На недавно закончившемся кинофестивале «Дух огня» в Ханты-Мансийске состоялась премьера «Ленинграда» Игоря Вишневецкого (лежащая в основе фильма повесть получила в 2012 году премию «Нос»). Одна из двух по-настоящему экспериментальных картин в довольно конвенциональном ханты-мансийском конкурсе (вторая — брехтовская комедия «Зимняя Сказка пролетариата», дипломный фильм студента Немецкой академии кино и телевидения Юлиана Радльмайера), «Ленинград» кажется не столько фильмом, сколько химерной, гетерогенной, трансмедийной конструкцией.
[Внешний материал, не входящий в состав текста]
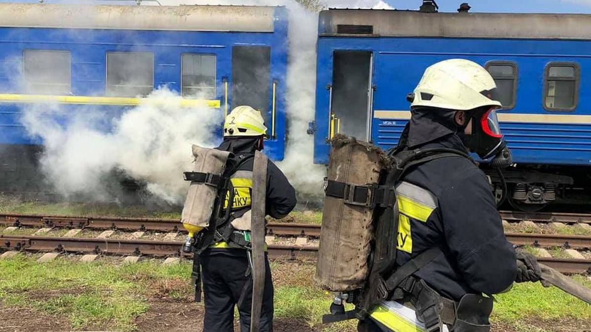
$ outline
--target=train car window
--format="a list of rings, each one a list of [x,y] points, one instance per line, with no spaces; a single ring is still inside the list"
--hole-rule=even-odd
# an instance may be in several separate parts
[[[271,125],[268,113],[270,70],[270,47],[232,48],[232,107],[248,105],[260,110],[268,127]]]
[[[154,54],[148,52],[108,52],[108,96],[145,96],[154,90]]]
[[[183,96],[205,99],[216,97],[216,56],[182,55],[181,91]]]
[[[517,99],[517,64],[510,61],[495,61],[487,63],[485,67],[495,80],[503,109],[514,108]]]
[[[544,108],[569,111],[579,102],[579,65],[573,63],[550,63],[546,66],[544,83]]]
[[[26,50],[23,53],[25,89],[30,93],[69,95],[71,59],[67,51]]]

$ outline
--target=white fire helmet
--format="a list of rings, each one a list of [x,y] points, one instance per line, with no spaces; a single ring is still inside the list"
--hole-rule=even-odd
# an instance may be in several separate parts
[[[261,112],[251,106],[237,106],[226,116],[224,137],[266,135],[267,127]]]
[[[446,60],[427,68],[414,95],[413,108],[468,110],[501,106],[492,77],[482,66],[466,59]]]

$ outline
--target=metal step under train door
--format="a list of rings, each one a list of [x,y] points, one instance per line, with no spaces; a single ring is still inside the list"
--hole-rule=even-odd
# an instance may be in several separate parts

Ее центр — не видеоряд, но музыка, вокруг которой организованы военная кинохроника и лаконичные игровые эпизоды. Базируясь на литературном материале, работа Вишневецкого избегает обычной для экранизаций литературоцентричности. Более того, «Ленинград»-фильм, хотя и отталкивается от «Ленинграда»-повести, вовсе не является ее экранизацией. О том, что же это на самом деле, рассказывает режиссер Вишневецкий.
Кадр из фильма «Ленинград». Пожар у Московского вокзала после авианалета. Осень 1941 г.
— Насколько я понимаю, «Ленинград» существует в виде мультимедийного замысла...
— Совершенно верно!
— ...и текст, с которого все началось, — только один из фрагментов этой тотальной инсталляции, если тут уместно такое определение.
— Да. Я пришел к идее съемок фильма, занимаясь разного рода литературно-музыкальными перформансами. И, в частности, один из них, «Защита солнца в венецианской лагуне», был показан в рамках официальной российской программы на биеннале в Венеции в 2009 году. В том году я, собственно, и написал повесть. Мне моя литературная деятельность всегда казалась не то чтобы недостаточной реализацией себя, но, скорее, одним из возможных способов реализации. До того как заняться литературой, я уже занимался музыкой, хотел быть композитором. В какой-то момент я понял, что могу писать авангардную музыку, но у меня нет мелодического дара. А композитор должен иметь мелодический дар, что бы он ни писал. Точно так же как художник должен уметь рисовать, а потом уже он может заниматься чем угодно.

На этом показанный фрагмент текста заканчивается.